OSPIRG makes me so angry
Oh my god, this ticks me off [“How does OSPIRG spend your money?” Nov. 2]. This is my fourth year at Portland State, and this is the first time that I’ve seen their expenses itemized beyond the token 10 or 20 bucks they’ve itemized for “printing expenses.” Every year they’ve gotten zero-funded for a short time when it became obvious that they are not a PSU student group, but the students who work for them yelled and screamed, and they’d soon get their hands on over $100,000 of our student fees that all goes off campus. A majority of the money went toward paying the salaries of non-students. I hope this is the year that we get OSPIRG’s hands off of our student fees for good.
Roads are for sharing
Just because passenger cars are the fastest type of road traffic doesn’t mean that they earn a free pass to dominate the road. Several passenger cars will often back up behind school buses, tractor semi-trailers, city buses, dump trucks, mail trucks and other types of vehicles.
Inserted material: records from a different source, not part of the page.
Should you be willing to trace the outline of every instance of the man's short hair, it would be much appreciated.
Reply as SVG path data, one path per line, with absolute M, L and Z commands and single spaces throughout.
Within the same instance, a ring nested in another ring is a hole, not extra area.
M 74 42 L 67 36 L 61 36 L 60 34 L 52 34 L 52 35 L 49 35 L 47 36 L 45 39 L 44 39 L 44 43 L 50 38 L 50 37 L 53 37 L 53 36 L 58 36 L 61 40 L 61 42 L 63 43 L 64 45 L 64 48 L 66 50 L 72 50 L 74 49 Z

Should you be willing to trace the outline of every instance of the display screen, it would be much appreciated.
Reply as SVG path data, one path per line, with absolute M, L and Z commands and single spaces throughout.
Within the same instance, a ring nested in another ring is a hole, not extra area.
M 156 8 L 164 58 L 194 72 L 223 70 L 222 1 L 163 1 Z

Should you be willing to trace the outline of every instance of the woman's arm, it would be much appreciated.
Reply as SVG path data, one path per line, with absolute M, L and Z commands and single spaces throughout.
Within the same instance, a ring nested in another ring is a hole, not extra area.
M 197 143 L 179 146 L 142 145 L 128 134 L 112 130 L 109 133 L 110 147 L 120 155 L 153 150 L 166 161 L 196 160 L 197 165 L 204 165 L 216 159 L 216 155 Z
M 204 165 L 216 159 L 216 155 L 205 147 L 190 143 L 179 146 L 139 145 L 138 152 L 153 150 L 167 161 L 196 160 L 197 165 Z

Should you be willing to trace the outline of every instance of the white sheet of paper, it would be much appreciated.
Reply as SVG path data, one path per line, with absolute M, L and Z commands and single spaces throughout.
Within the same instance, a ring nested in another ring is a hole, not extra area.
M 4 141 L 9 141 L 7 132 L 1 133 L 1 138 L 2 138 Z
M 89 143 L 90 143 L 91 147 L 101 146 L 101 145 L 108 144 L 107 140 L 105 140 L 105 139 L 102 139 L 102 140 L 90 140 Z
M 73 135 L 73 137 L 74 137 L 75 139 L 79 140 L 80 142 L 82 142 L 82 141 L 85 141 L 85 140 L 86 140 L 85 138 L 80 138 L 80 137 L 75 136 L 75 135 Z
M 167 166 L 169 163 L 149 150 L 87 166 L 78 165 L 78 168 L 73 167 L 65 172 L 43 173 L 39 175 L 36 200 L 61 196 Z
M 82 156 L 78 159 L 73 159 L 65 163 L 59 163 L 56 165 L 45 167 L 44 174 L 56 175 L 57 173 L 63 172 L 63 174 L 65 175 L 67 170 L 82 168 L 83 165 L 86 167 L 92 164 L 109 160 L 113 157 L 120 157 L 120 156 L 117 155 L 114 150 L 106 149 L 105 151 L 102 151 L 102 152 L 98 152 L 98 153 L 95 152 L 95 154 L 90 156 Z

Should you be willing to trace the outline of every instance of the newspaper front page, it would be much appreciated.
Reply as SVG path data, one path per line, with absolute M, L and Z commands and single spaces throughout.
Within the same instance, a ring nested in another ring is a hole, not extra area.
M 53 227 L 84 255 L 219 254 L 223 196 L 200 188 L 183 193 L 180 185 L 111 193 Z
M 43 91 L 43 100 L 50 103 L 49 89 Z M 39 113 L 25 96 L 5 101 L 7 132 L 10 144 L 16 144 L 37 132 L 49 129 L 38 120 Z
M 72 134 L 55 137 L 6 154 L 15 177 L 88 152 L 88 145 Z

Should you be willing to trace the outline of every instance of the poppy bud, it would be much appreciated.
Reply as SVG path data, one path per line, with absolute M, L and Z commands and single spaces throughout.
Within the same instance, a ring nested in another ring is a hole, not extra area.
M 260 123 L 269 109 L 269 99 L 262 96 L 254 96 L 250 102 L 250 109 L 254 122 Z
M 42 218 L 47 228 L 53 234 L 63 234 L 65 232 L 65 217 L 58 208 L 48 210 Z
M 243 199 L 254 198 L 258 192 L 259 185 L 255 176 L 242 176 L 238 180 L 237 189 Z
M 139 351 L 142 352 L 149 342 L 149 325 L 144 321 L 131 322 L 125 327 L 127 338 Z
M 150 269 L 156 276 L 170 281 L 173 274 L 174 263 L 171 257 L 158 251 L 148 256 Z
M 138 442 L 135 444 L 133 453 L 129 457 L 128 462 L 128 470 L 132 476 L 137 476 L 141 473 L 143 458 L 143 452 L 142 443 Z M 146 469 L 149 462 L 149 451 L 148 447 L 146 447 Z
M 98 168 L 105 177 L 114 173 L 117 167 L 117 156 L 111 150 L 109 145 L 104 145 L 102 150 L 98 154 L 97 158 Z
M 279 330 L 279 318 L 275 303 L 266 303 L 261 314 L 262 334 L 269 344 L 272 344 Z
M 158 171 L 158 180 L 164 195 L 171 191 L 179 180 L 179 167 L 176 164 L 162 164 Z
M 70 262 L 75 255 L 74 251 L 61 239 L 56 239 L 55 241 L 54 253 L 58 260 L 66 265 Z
All are entitled to fair, respectful sharing of the road.
Avoiding close calls
Your idea that “close calls” [“Bikers beware,” Nov. 2] would be minimized if cyclists ride as far to the right as possible is completely preposterous. This is exactly when cars will try to squeeze by a cyclist and graze them in the process (also, have you looked at the sections of road within a meter of the edge-that’s most often a death trap waiting to happen!) At any rate, especially in the downtown area with the lights being synchronized for cyclist speeds, I see no problem with taking the entire lane. This makes the cyclist more visible and would therefore avoid such “close calls.”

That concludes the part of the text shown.